Matthew only needed a few seconds to compose himself, though seeing these three in his room had given him a severe jolt. “Good evening,” he said, his face expressionless. No need to let them see any hint of nerves. Nathan Spade surely wouldn’t have broken a sweat. “Making yourselves comfortable?” He closed the door at his back, a further sign of confidence he did not entirely embrace.
“Yes,” Sirki said to the question. “Very. So good to see you. I presume you’ve been walking the deck?”
“I fear there’s not much else to do for amusement aboard this ship. I’ve finished the books.”
“Ah.” Sirki nodded. Matthew felt the eyes of the other two on him. “Amusement,” Sirki repeated, in a dry voice. “We are here just in time, it seems, to amuse you. Also to
instruct
. We shall be reaching our…will you
stop
that?” Sirki had shot a glare at Gentry, who was still playing with his cat’s-cradle. The hands went down into Gentry’s lap, while the doctor’s mouth crimped with sullen indignation. To further the indignity, Madam Chillany gave a hard little laugh that sounded like clippers snipping off a pair of balls.
Matthew thought that the sea voyage was wearing on his hosts just as it wore on himself. He crossed to his dresser and poured himself a cup of fresh water from the pitcher there. Would Nathan Spade offer his guests a drink? No.
Sirki softly cleared his throat before he spoke again. “Have you been smoking?”
Matthew waited until he’d finished his water, taking leisurely sips in order to prepare his mind. He didn’t really want these three to know he’d been talking to Captain Falco, in case they decided to find out exactly
why
Falco had summoned him. Falco’s sudden discovery of curiosity and, perhaps, a desire to know the depth of his employer’s evil would not go well for him with this triad of terror-makers. Matthew asked, “Excuse me?”

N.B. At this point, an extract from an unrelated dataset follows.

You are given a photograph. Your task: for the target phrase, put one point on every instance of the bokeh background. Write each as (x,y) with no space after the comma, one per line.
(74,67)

“Smoking.” Sirki came upon him, nostrils flared. “I smell tobacco smoke on you.”
“Hm,” said Matthew, with raised brows. “I suppose I walked through a cloud or two.”
“On deck? It seems a windy night for smoke clouds.”
“It seems,” Matthew said, meeting Sirki’s dark stare with as much willpower and steadiness as he could find in an otherwise trembly soul, “windy in
here
. What’s this about?”
“For fuck’s sake!” squalled the woman, reduced to her true sensibilities due to either the buzz of snoring in her ears or the noxious aromas of her cabin companion. “Tell him!”